The study aimed to determine the incidence and mortality of multidrug-resistant Acinetobacter baumannii in cardiac surgery, to elucidate the effectiveness of colistin treatment and to identify if the additional measures to the recommended procedures were able to control the dissemination of the pathogen.Methods:
A prospective observational cohort was conducted among cardiac surgical patients from 1 September 2005 to 31 December 2006. We reviewed the prophylactic measures of the surgical intensive care unit and implemented a two scale multiple program. Scale I included classical infection control measures, while Scale II referred to the geographic isolation of multidrug-resistant Acinetobacter baumannii patients and environmental intense surveillance.Results:
Among 151 out of 1935 infected patients 20 were colonized and infected by strains of multidrug-resistant A. baumannii susceptible only to colistin. Seventeen patients presented respiratory tract infection, one patient suffered deep surgical site infection and two patients catheter related infection. Transmission of the pathogen occurred via two patients transferred from two other institutions. They were all treated with colistin. Cure or clinical improvement was observed only in four patients (20%). Scale I measures were implemented for the whole 16-month period while scale II for two separate periods of 3 weeks.
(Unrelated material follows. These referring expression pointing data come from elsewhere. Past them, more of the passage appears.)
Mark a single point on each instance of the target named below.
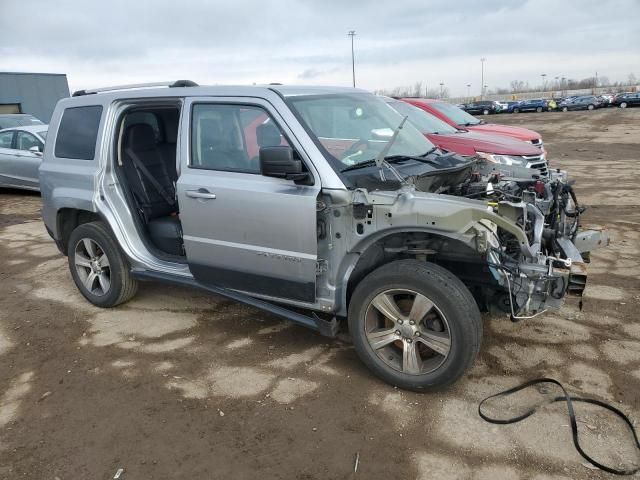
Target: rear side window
(78, 132)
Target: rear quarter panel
(68, 183)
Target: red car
(458, 118)
(495, 148)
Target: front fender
(445, 215)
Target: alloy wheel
(407, 331)
(92, 267)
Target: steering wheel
(354, 150)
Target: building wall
(37, 93)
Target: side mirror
(36, 150)
(278, 162)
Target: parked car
(533, 105)
(460, 119)
(626, 100)
(495, 148)
(483, 107)
(585, 102)
(508, 106)
(347, 211)
(20, 156)
(10, 120)
(605, 100)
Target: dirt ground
(178, 384)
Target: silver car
(317, 204)
(20, 156)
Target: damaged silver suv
(314, 204)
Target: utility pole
(352, 33)
(482, 60)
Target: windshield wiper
(383, 153)
(399, 158)
(366, 163)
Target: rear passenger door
(25, 167)
(242, 230)
(7, 157)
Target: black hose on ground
(565, 397)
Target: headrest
(268, 135)
(140, 137)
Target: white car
(20, 156)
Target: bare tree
(417, 89)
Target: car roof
(140, 91)
(5, 115)
(28, 128)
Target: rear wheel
(98, 267)
(415, 325)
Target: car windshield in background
(354, 128)
(18, 121)
(423, 121)
(454, 113)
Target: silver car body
(19, 162)
(260, 230)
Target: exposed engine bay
(526, 227)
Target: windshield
(456, 114)
(354, 128)
(423, 121)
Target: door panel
(242, 230)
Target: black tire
(122, 286)
(449, 296)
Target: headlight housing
(502, 159)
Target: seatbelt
(140, 166)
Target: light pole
(352, 33)
(482, 87)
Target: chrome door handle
(201, 193)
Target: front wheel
(415, 325)
(98, 267)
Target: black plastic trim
(327, 328)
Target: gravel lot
(179, 384)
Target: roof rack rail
(174, 84)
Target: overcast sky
(107, 42)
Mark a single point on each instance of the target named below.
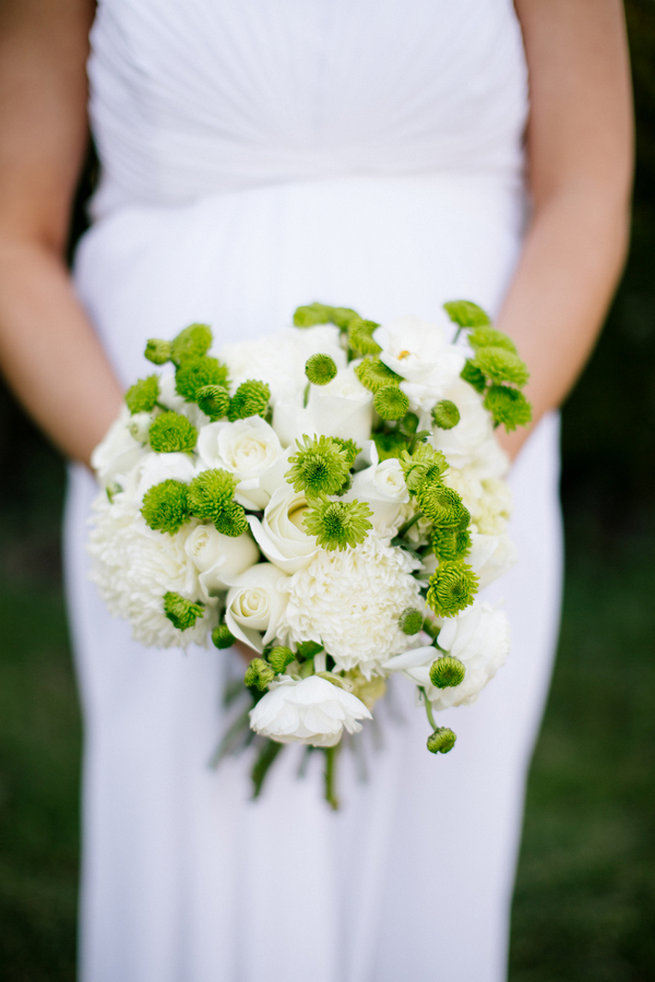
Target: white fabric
(259, 154)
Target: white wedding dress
(256, 155)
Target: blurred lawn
(585, 901)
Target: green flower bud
(320, 369)
(279, 657)
(483, 337)
(172, 433)
(390, 402)
(445, 414)
(337, 524)
(307, 649)
(142, 396)
(181, 613)
(442, 505)
(472, 374)
(410, 621)
(259, 675)
(214, 401)
(452, 588)
(360, 338)
(193, 342)
(321, 466)
(250, 399)
(464, 313)
(158, 351)
(222, 637)
(441, 741)
(211, 499)
(451, 543)
(389, 444)
(501, 365)
(423, 465)
(196, 373)
(349, 447)
(373, 374)
(166, 506)
(446, 672)
(509, 407)
(311, 314)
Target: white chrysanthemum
(134, 566)
(350, 601)
(311, 711)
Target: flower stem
(428, 708)
(330, 773)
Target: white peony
(219, 558)
(479, 637)
(135, 566)
(280, 534)
(350, 601)
(311, 711)
(250, 450)
(255, 604)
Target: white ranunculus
(249, 449)
(219, 558)
(350, 601)
(279, 359)
(382, 486)
(311, 711)
(134, 566)
(421, 353)
(479, 637)
(255, 604)
(118, 451)
(342, 408)
(280, 534)
(491, 556)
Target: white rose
(420, 352)
(280, 534)
(219, 558)
(382, 486)
(249, 449)
(311, 711)
(255, 604)
(479, 637)
(342, 408)
(118, 451)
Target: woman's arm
(48, 351)
(580, 156)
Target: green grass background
(585, 897)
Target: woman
(256, 156)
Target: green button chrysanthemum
(250, 399)
(172, 433)
(441, 740)
(182, 613)
(166, 506)
(321, 466)
(337, 524)
(193, 342)
(452, 588)
(142, 396)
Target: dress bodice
(195, 98)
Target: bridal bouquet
(331, 496)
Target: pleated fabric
(257, 155)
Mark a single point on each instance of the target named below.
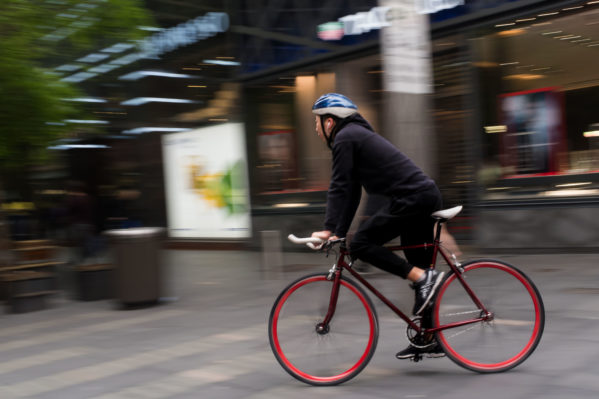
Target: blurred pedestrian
(79, 206)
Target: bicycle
(487, 316)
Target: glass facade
(537, 91)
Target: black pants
(408, 218)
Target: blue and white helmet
(334, 104)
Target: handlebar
(313, 242)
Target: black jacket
(363, 158)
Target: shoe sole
(432, 294)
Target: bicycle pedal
(417, 358)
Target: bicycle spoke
(511, 333)
(330, 356)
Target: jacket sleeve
(344, 192)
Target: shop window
(538, 91)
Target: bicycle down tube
(342, 264)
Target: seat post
(438, 231)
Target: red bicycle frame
(335, 273)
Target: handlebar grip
(306, 240)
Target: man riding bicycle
(363, 158)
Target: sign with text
(406, 49)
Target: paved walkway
(208, 339)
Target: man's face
(319, 130)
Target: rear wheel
(513, 329)
(323, 354)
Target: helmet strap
(331, 136)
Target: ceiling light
(79, 77)
(140, 130)
(221, 62)
(118, 48)
(150, 28)
(87, 121)
(70, 146)
(144, 100)
(86, 100)
(142, 74)
(68, 68)
(524, 76)
(95, 57)
(496, 129)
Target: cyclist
(363, 158)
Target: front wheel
(512, 329)
(320, 354)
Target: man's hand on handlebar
(325, 235)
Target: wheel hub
(322, 329)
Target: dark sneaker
(411, 352)
(426, 290)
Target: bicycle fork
(334, 275)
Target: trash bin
(137, 261)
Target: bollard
(272, 253)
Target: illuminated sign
(363, 22)
(432, 6)
(377, 18)
(207, 188)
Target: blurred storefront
(514, 127)
(223, 76)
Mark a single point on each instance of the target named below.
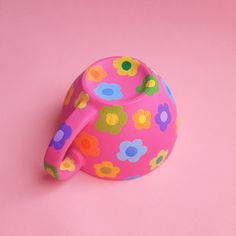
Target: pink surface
(45, 45)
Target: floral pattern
(95, 73)
(67, 164)
(148, 86)
(82, 100)
(131, 151)
(69, 95)
(159, 159)
(62, 134)
(111, 119)
(52, 171)
(108, 91)
(106, 169)
(87, 144)
(163, 117)
(126, 66)
(168, 92)
(142, 119)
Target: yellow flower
(106, 169)
(95, 73)
(142, 119)
(81, 101)
(159, 159)
(126, 66)
(52, 171)
(111, 119)
(69, 95)
(67, 164)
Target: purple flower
(62, 134)
(163, 117)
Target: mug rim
(98, 100)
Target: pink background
(44, 45)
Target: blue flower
(132, 177)
(131, 151)
(62, 134)
(163, 117)
(168, 91)
(108, 91)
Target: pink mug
(118, 122)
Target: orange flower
(67, 164)
(82, 100)
(106, 169)
(95, 73)
(69, 95)
(87, 144)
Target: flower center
(112, 118)
(58, 136)
(85, 143)
(94, 73)
(50, 172)
(126, 65)
(107, 91)
(142, 119)
(131, 151)
(164, 116)
(159, 159)
(150, 83)
(106, 170)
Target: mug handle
(61, 161)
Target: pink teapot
(118, 122)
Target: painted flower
(132, 177)
(108, 91)
(67, 164)
(131, 151)
(95, 73)
(51, 170)
(148, 86)
(163, 117)
(168, 92)
(106, 169)
(82, 100)
(111, 119)
(62, 134)
(87, 144)
(142, 119)
(126, 66)
(159, 159)
(69, 95)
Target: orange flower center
(85, 143)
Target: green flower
(111, 119)
(51, 170)
(148, 86)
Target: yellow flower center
(150, 83)
(142, 119)
(112, 118)
(106, 170)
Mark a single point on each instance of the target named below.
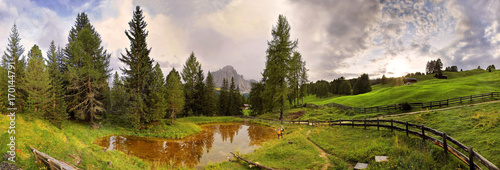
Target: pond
(211, 145)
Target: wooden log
(250, 162)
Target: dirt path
(322, 154)
(448, 108)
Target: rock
(381, 158)
(361, 166)
(8, 166)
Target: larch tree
(88, 70)
(57, 112)
(14, 54)
(138, 73)
(175, 94)
(279, 52)
(211, 99)
(37, 84)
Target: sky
(336, 38)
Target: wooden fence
(421, 131)
(432, 104)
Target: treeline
(284, 77)
(72, 82)
(340, 86)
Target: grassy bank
(74, 142)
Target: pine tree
(118, 96)
(37, 83)
(157, 96)
(175, 95)
(88, 70)
(211, 108)
(14, 54)
(139, 71)
(57, 113)
(279, 51)
(191, 76)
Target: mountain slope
(227, 72)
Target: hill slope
(460, 84)
(227, 72)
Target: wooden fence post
(392, 126)
(423, 133)
(471, 158)
(406, 128)
(378, 127)
(445, 145)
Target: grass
(351, 145)
(459, 84)
(75, 140)
(477, 126)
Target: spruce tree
(175, 94)
(57, 112)
(191, 74)
(140, 67)
(13, 54)
(88, 70)
(211, 99)
(157, 96)
(37, 84)
(279, 51)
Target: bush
(405, 106)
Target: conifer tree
(175, 94)
(88, 70)
(140, 67)
(14, 53)
(57, 112)
(279, 51)
(37, 83)
(191, 74)
(211, 99)
(157, 96)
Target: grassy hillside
(458, 84)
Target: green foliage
(211, 99)
(88, 71)
(279, 52)
(57, 110)
(139, 73)
(255, 99)
(13, 54)
(175, 95)
(37, 84)
(192, 74)
(362, 85)
(157, 96)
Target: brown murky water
(212, 145)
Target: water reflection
(213, 144)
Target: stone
(361, 166)
(381, 158)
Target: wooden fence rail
(424, 105)
(421, 132)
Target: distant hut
(409, 81)
(246, 106)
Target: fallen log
(50, 162)
(250, 162)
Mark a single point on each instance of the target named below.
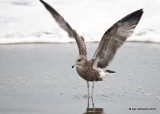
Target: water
(28, 21)
(38, 79)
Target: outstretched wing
(114, 37)
(65, 26)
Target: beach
(38, 79)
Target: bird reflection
(93, 109)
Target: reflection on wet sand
(93, 109)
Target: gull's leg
(92, 88)
(93, 103)
(88, 87)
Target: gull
(96, 69)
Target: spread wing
(65, 26)
(115, 37)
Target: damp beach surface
(38, 79)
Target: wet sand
(38, 79)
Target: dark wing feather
(115, 37)
(65, 26)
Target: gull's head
(80, 61)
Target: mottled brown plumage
(113, 38)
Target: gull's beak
(73, 66)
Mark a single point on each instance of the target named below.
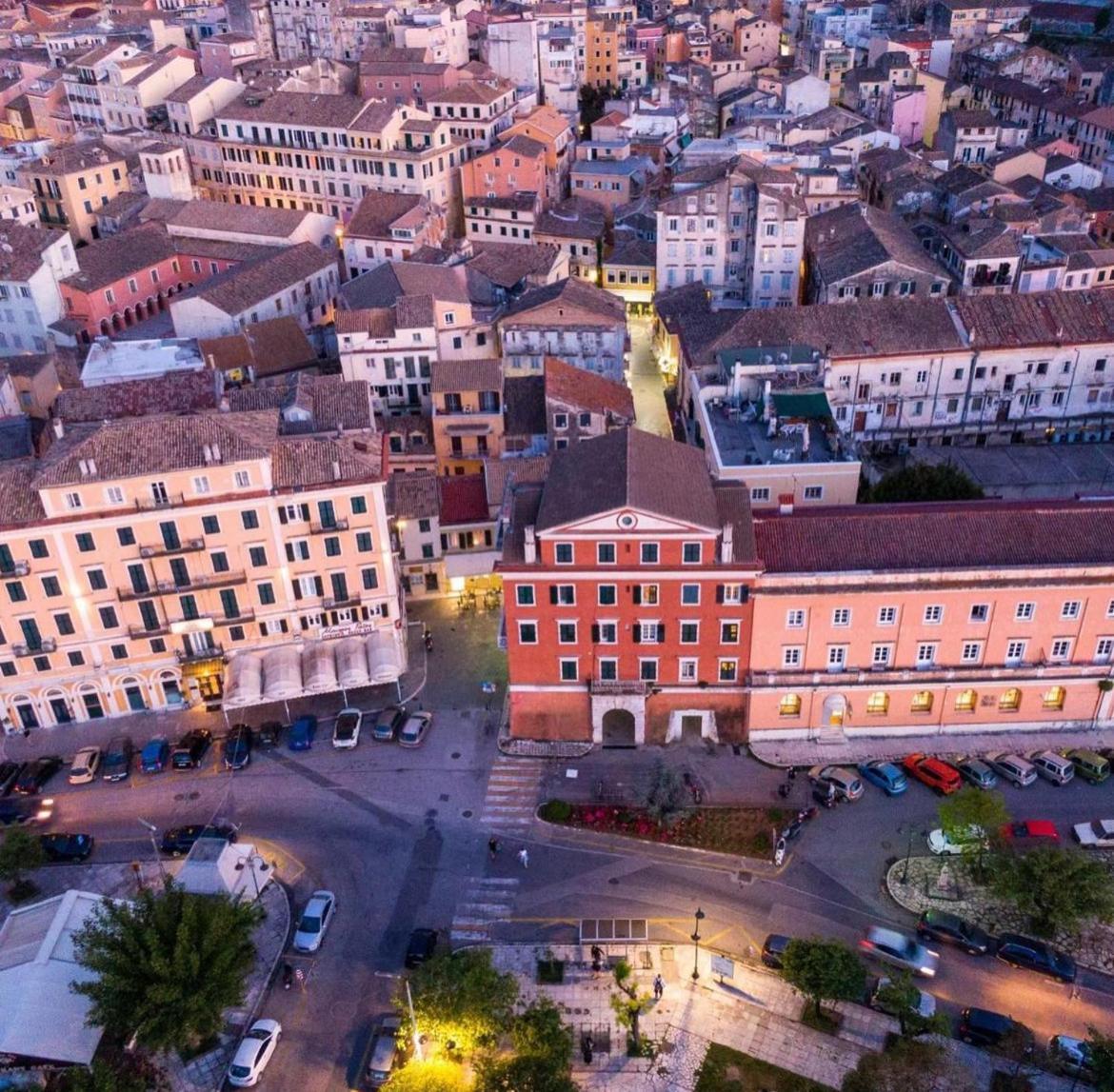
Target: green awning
(811, 405)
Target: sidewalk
(861, 747)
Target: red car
(1030, 830)
(934, 772)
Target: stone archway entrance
(618, 727)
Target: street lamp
(699, 917)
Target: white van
(1054, 766)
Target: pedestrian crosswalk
(487, 901)
(511, 795)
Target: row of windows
(922, 701)
(934, 614)
(641, 594)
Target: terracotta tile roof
(628, 468)
(175, 392)
(464, 499)
(413, 496)
(466, 376)
(983, 535)
(587, 390)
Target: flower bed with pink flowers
(742, 831)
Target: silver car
(902, 950)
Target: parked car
(974, 838)
(976, 772)
(254, 1052)
(421, 947)
(66, 849)
(1014, 769)
(388, 721)
(177, 842)
(984, 1027)
(1099, 834)
(314, 922)
(268, 734)
(925, 1006)
(117, 761)
(85, 765)
(302, 733)
(843, 782)
(347, 729)
(900, 949)
(190, 749)
(773, 948)
(941, 925)
(885, 776)
(934, 772)
(36, 773)
(1030, 831)
(237, 747)
(414, 730)
(155, 756)
(1035, 955)
(384, 1051)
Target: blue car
(302, 732)
(155, 756)
(885, 776)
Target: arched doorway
(618, 727)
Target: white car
(315, 917)
(254, 1052)
(943, 845)
(1099, 834)
(347, 729)
(86, 764)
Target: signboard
(351, 629)
(723, 966)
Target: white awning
(282, 673)
(319, 667)
(351, 663)
(244, 682)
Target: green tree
(1102, 1060)
(824, 971)
(971, 806)
(1056, 889)
(434, 1076)
(923, 482)
(166, 965)
(664, 795)
(629, 1003)
(909, 1065)
(20, 852)
(900, 998)
(460, 998)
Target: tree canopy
(166, 965)
(825, 971)
(923, 482)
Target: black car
(66, 849)
(1035, 955)
(36, 773)
(939, 925)
(177, 842)
(116, 765)
(237, 747)
(190, 749)
(421, 946)
(773, 948)
(8, 773)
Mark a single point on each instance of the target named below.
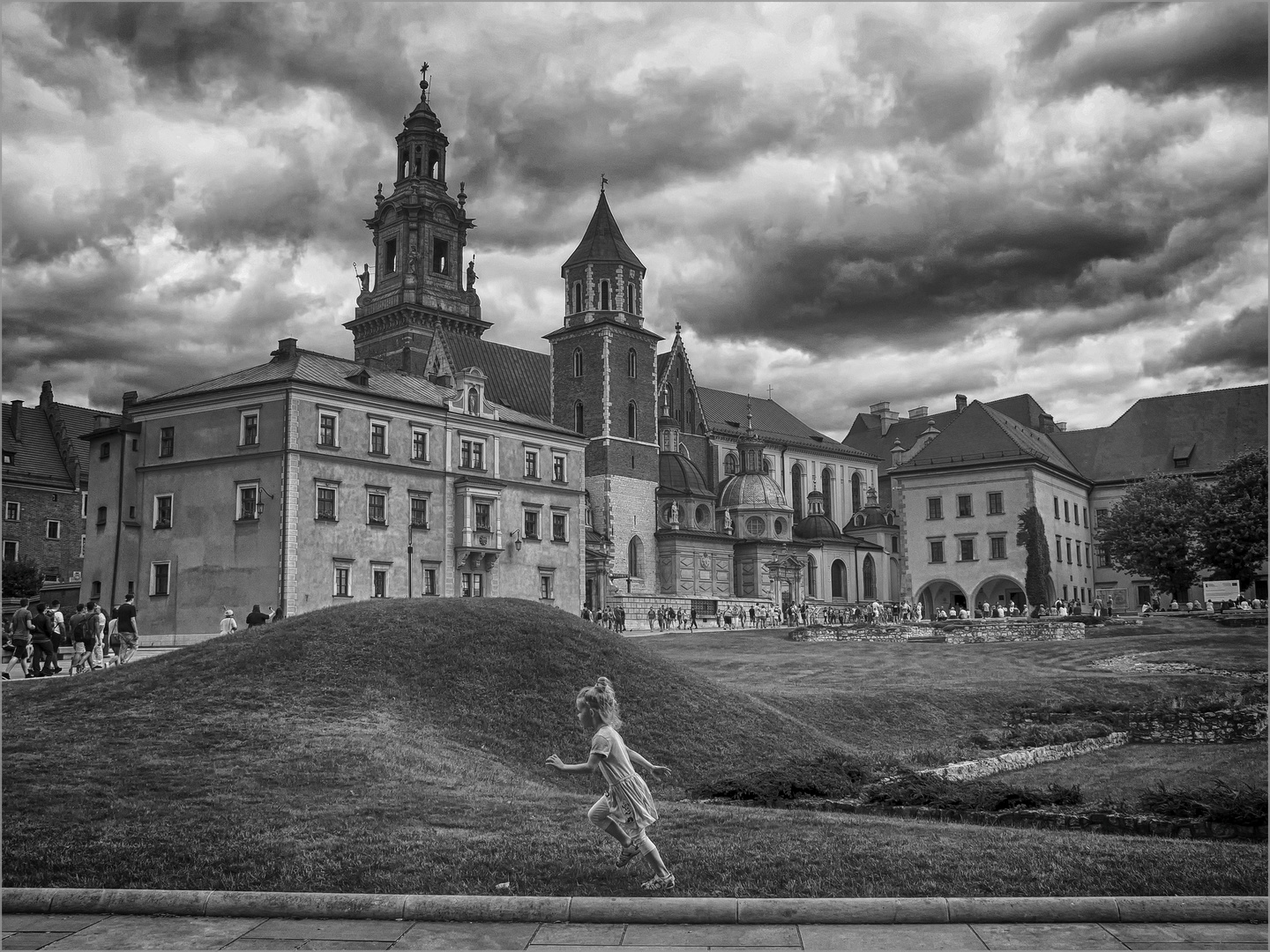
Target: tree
(1032, 536)
(1154, 532)
(1232, 528)
(22, 579)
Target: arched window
(635, 557)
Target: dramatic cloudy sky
(848, 204)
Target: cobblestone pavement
(145, 932)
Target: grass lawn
(399, 747)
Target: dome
(751, 489)
(677, 473)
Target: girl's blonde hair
(602, 700)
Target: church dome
(751, 489)
(677, 473)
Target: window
(249, 505)
(419, 512)
(161, 576)
(249, 428)
(326, 504)
(471, 455)
(328, 430)
(163, 512)
(419, 444)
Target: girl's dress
(629, 796)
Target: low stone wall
(1229, 726)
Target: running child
(628, 799)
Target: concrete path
(144, 932)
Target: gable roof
(1218, 423)
(602, 242)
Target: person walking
(628, 799)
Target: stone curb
(639, 909)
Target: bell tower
(417, 282)
(603, 385)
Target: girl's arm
(588, 767)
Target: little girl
(628, 799)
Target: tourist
(628, 799)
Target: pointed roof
(602, 242)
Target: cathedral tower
(603, 385)
(417, 282)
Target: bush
(1220, 802)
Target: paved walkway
(113, 932)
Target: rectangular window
(159, 577)
(325, 504)
(328, 430)
(249, 505)
(249, 429)
(163, 512)
(376, 508)
(419, 512)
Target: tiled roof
(725, 414)
(602, 240)
(1220, 423)
(516, 378)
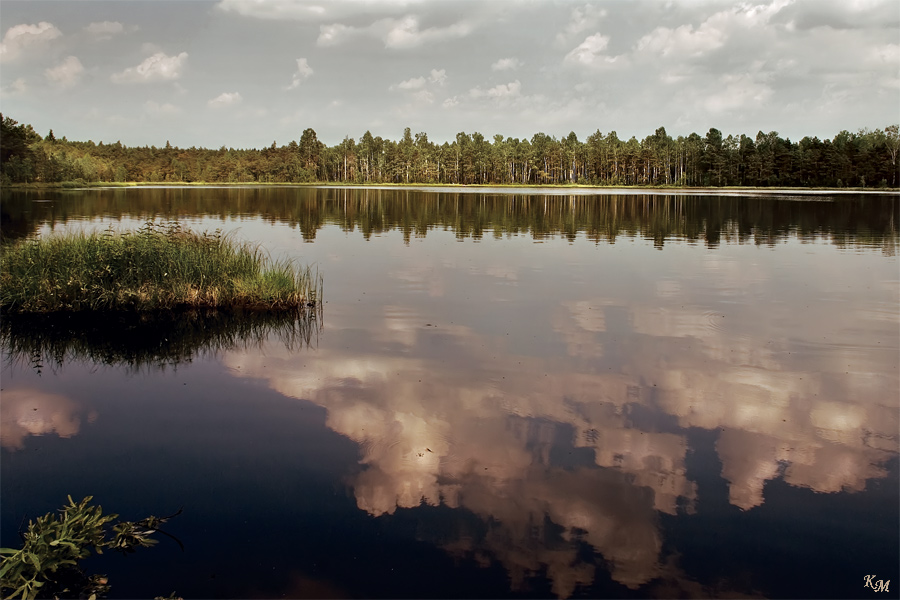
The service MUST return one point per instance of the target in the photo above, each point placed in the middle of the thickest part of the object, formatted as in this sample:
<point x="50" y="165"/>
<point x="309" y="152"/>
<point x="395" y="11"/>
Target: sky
<point x="245" y="73"/>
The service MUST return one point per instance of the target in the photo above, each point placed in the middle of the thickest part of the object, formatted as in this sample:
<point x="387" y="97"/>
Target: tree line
<point x="867" y="158"/>
<point x="871" y="222"/>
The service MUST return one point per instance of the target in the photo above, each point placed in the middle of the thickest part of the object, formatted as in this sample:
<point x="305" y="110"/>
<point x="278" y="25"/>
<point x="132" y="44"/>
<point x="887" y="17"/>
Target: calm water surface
<point x="506" y="394"/>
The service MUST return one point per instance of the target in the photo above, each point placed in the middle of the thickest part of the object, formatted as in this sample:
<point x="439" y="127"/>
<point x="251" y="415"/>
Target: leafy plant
<point x="47" y="563"/>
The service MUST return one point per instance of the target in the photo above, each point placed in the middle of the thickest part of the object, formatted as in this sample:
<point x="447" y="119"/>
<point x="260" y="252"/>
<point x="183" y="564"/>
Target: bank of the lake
<point x="156" y="268"/>
<point x="670" y="189"/>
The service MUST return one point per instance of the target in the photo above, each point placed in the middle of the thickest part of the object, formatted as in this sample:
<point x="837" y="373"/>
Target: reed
<point x="158" y="267"/>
Environmental specimens (n > 350) proved negative.Conclusions:
The increasing prevalence of multidrug-resistant A. baumannii in surgical intensive care unit patients creates demand on strict screening and contact precautions. Following this infection control strategy we were able to achieve intermittent eradication of the pathogen during a 16-month period with continuous function of the intensive care unit. Despite the significant in vitro activity of colistin against multidrug-resistant Acinetobacter baumannii the results were discouraging.